Evaluating performance improvements

We have evaluated our implementation of density based clustering by measuring its effect on the detection of simulated signals injected into typical single detector LIGO data, and its effect on the rate of false detections.

In order to evaluate the false detection rate, the QPipeline was first applied to single detector data without injected signals. This was performed both with and without clustering. Since detectable GWB events are expected to be extremely rare in the few hours of data considered here, and since we have set our thresholds to yield event rates up to $\sim$ 1 Hz and not demanded coincidence between multiple detectors to reject false events, we can safely identify false events as those events in a given data stretch whose total normalized energy exceeded a specified detection threshold. Three sets of false events were identified: unclustered events, clustered events, and combined events formed by the union of unclustered and clustered events. The resulting false event rates as a function of detection threshold are shown in Figure 5.

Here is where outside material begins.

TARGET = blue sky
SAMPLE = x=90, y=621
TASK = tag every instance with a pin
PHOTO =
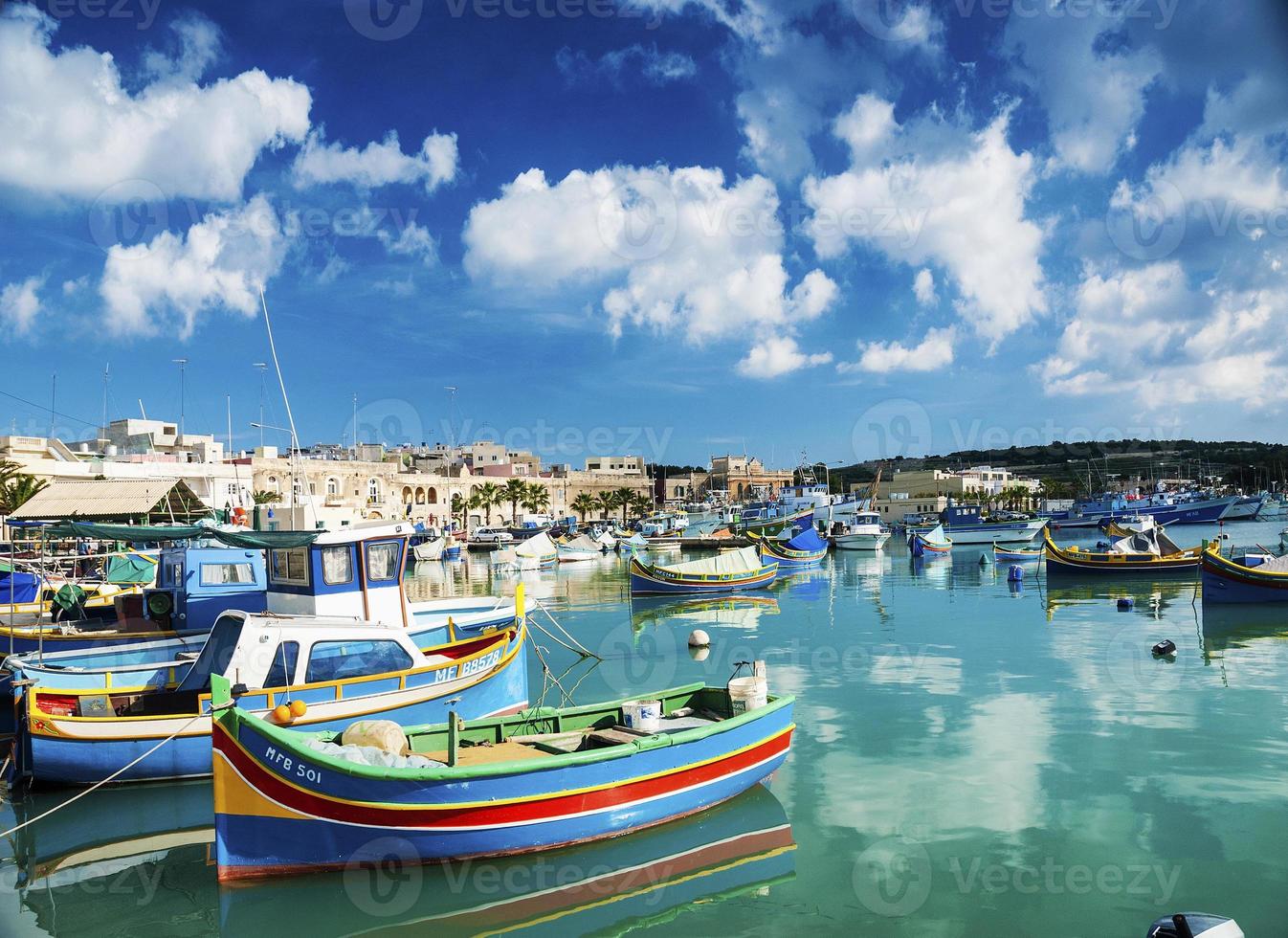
x=669, y=227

An adverse effect of using density based clustering is the occasional rejection of highly localized signals, regardless of the detection threshold. This is due to the tendency of density based clustering to exclude isolated triggers. This is also evident in Figure 6, where detection efficiency of sinusoidal Gaussians does not converge to 100 percent for the case of clustered triggers. To overcome this, we have also considered the performance of a search consisting of the union of both clustered and unclustered triggers, and compared it with that for clustered triggers and unclustered triggers only. The resulting sinusoidal Gaussian combined detection efficiency for a given energy-threshold is then comparable to that of the unclustered case, as shown in Figure 6.

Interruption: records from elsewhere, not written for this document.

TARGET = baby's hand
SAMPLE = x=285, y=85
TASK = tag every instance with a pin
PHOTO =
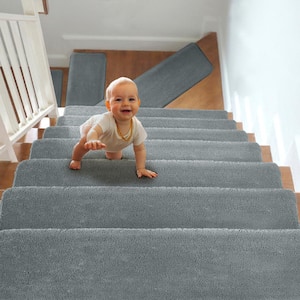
x=147, y=173
x=94, y=145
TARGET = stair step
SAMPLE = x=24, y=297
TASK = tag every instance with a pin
x=175, y=173
x=150, y=264
x=156, y=207
x=150, y=112
x=164, y=149
x=162, y=133
x=161, y=122
x=86, y=80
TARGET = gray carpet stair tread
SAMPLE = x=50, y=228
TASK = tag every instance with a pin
x=172, y=173
x=162, y=149
x=161, y=122
x=157, y=207
x=86, y=79
x=150, y=112
x=173, y=76
x=162, y=133
x=150, y=264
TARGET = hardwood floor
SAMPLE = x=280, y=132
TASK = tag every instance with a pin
x=205, y=95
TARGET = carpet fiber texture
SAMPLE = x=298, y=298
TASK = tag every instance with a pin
x=169, y=79
x=151, y=112
x=142, y=207
x=215, y=224
x=175, y=173
x=150, y=264
x=86, y=80
x=164, y=149
x=167, y=122
x=230, y=135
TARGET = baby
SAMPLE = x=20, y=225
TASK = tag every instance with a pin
x=115, y=129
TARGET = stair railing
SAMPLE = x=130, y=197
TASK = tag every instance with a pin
x=26, y=88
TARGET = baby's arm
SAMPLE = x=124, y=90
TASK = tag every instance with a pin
x=92, y=139
x=140, y=158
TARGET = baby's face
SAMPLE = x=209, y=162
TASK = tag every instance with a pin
x=124, y=101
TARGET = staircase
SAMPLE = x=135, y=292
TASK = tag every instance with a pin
x=215, y=224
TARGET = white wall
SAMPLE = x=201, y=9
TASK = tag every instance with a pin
x=166, y=25
x=259, y=50
x=260, y=57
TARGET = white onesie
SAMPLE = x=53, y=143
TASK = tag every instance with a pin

Another possible solution to this problem is to reduce the required number of tiles within the neighborhood radius to zero, permitting single tile clusters. Classical hierarchical clustering also provides an alternative to density based clustering that permits single tile clusters. Since the focus of this paper is on improved performance for signals that are extended in time and/or frequency, we have not considered either of these alternative choices here.

The lower false event rate observed in Figure 5 for clustered triggers at low detection thresholds is associated with the rejection of isolated noise events as described in Section 4. At high detection thresholds, the opposite is true. The presence of transient non-stationary ``glitches'' in the data that are extended in time and/or frequency cause the false event rate of clustered triggers to exceed that of unclustered triggers.

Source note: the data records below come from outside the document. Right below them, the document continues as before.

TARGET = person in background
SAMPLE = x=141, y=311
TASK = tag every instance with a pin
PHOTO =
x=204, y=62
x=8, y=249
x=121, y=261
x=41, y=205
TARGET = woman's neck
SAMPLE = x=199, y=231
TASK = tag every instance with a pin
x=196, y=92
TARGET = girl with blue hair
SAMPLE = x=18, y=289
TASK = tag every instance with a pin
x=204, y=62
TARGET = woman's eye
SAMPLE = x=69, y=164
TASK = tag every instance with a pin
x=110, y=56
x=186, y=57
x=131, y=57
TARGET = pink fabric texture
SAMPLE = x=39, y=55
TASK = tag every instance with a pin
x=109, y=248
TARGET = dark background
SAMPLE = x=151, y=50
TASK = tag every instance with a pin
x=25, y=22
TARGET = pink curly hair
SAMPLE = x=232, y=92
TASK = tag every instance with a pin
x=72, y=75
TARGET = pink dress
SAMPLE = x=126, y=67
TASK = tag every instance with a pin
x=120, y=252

**Figure:** The false event rate of the search algorithm as a function of detection threshold when applied to typical LIGO data. The trigger rate is shown for three different trigger sets: unclustered triggers, clustered triggers, and the union of clustered and unclustered triggers.
$\includegraphics[angle=0,width=100mm]{figures/falserate}$

Figure: Comparison of the detection efficiency vs. search threshold (left) and Receiver Operator Characteristics (ROC) (right) of the search algorithm, with and without clustering, applied to the detection of simulated inspiral (top), white noise burst (middle), and sinusoidal Gaussian (bottom) waveforms injected 200 times into typical LIGO data at fixed SNR.

Inspiral signals, SNR 25
$\includegraphics[angle=0,width=75mm]{figures/inspiral_25_significance-efficiency}$	$\includegraphics[angle=0,width=75mm]{figures/inspiral_25_roc}$
White noise burst signals, SNR 25
$\includegraphics[angle=0,width=75mm]{figures/noiseburst_25_significance-efficiency}$	$\includegraphics[angle=0,width=75mm]{figures/noiseburst_25_roc}$
Sinusoidal Gaussian signals, SNR 10
$\includegraphics[angle=0,width=75mm]{figures/sinegaussian_10_significance-efficiency}$	$\includegraphics[angle=0,width=75mm]{figures/sinegaussian_10_roc}$

To evaluate the effect of clustering on the detection of signals, we next applied the QPipeline to the recovery of simulated signals injected into the same single detector data. Again, this was performed both with and without clustering. Injections were identified as detected if a event was observed above the detection threshold within 1 second of the time of the injected signal. We define the detection efficiency as the fraction of injection signals that were correctly detected, and evaluate this efficiency as a function of detection threshold for signals injected at a constant signal to noise ratio.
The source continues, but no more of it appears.